| Confesso di non aver mai sentito i lavori precedenti di questo gruppo 
            canadese, ma sono rimasto folgorato dal loro hard rock diretto e potente, 
            segno che il genere è molto lontano dal morire, anzi gode di 
            ottima salute. La prima uscita omonima su label indipendente è 
            datata 1991, poi con una cadenza abbastanza regolare si arriva a questo 
            settimo sigillo che segue di quattro anni il precedente The Interzone 
            Mantras.
 
 La formazione è composta da un classico power trio con Jeff 
            Martin che canta e suona la chitarra, Stuart Chatwood che si occupa 
            del basso e suona anche le tastiere e Jeff Burrows che pesta sui tamburi 
            e sono scintille. Non che la band offra spunti particolarmente nuovi, 
            abbiamo per le mani un mix di old school e new tendencies molto ben 
            bilanciato, il singer sembra un incrocio fra Bono degli U2 quando 
            canta rilassato e tranquillo e Doug Pinnick dei King’s X quando 
            urla nel microfono la sua rabbia e la sua decisione, mentre con la 
            chitarra produce dei riffs sulfurei e taglienti, fra stoner, nu metal 
            e Led Zeppelin. La sezione ritmica è molto energica e movimentata, 
            in perfetta sintonia col genere.
 
 L’iniziale “Writing’s On the Wall” parte decisa 
            con un riffone che smuove anche i sassi, un groove da paura e un ritornello 
            che si stampa subito in testa, musica che brucia. “Stargazer” 
            è molto diversa, il sound è molto pieno, corposo, ma 
            le melodie vocali sono quasi pop, siamo nel post grunge. Con “One 
            Step Closer Away” si cambia ancora, la musica inizia più 
            intimista, ma poi le melodie si fanno acide e il brano cresce. “Oceans” 
            è una ballad insolita che mi ha ricordato molte cose, ma nessuna 
            in particolare, melodie evocative e malinconiche. “Luxuria” 
            gioca con sonorità orientali, Kashmir vi dice niente? Non si 
            tratta di un clone, ma di un precedente, è la storia che continua. 
            “Overload” ci riporta al grande hard rock tutto energia 
            e vigore. “Coming Back Again” ripropone melodie orientaleggianti 
            in chiave hard rock. “The Watcher” e “Empty Glass” 

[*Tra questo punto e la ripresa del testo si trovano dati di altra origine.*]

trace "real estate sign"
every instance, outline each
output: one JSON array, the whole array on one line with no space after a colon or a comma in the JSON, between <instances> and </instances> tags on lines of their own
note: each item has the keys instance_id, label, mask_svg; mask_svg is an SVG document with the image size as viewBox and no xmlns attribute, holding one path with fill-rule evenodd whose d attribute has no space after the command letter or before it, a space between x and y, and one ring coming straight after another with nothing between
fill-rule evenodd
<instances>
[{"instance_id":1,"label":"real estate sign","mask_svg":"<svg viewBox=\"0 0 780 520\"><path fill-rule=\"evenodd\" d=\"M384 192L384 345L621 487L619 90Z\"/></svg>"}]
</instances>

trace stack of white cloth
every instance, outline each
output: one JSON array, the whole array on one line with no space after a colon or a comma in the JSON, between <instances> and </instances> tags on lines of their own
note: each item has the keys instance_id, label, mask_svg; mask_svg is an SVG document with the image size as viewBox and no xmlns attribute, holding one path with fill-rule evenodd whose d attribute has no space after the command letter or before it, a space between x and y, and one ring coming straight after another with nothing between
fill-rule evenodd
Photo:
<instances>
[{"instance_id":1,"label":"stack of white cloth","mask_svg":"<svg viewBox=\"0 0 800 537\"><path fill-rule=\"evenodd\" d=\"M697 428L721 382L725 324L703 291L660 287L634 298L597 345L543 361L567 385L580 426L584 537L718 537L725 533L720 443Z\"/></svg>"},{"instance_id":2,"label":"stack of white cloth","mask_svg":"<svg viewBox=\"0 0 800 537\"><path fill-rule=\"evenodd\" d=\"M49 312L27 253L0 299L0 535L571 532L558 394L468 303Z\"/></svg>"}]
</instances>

            confermano quanto di buono ascoltato senza aggiungere nuove idee, 
            mentre gli ultimi due brani sono più interessanti, “Wishing 
            You Would Stay” vede l’apporto della singer Holly McNarland, 
            che ricorda vagamente Alannah Myles, e infine troviamo la traccia 
            omonima con ancora dei richiami orientali per un concentrato delle 
            cose migliori della band.
 
 I Tea Party sono un gruppo con un’attitudine spiccatamente seventies 
            nel modo di fare musica, ma sanno anche riconoscere qunato di buono 
            è stato fatto dopo e lo uniscono nel loro sound tutto da godere.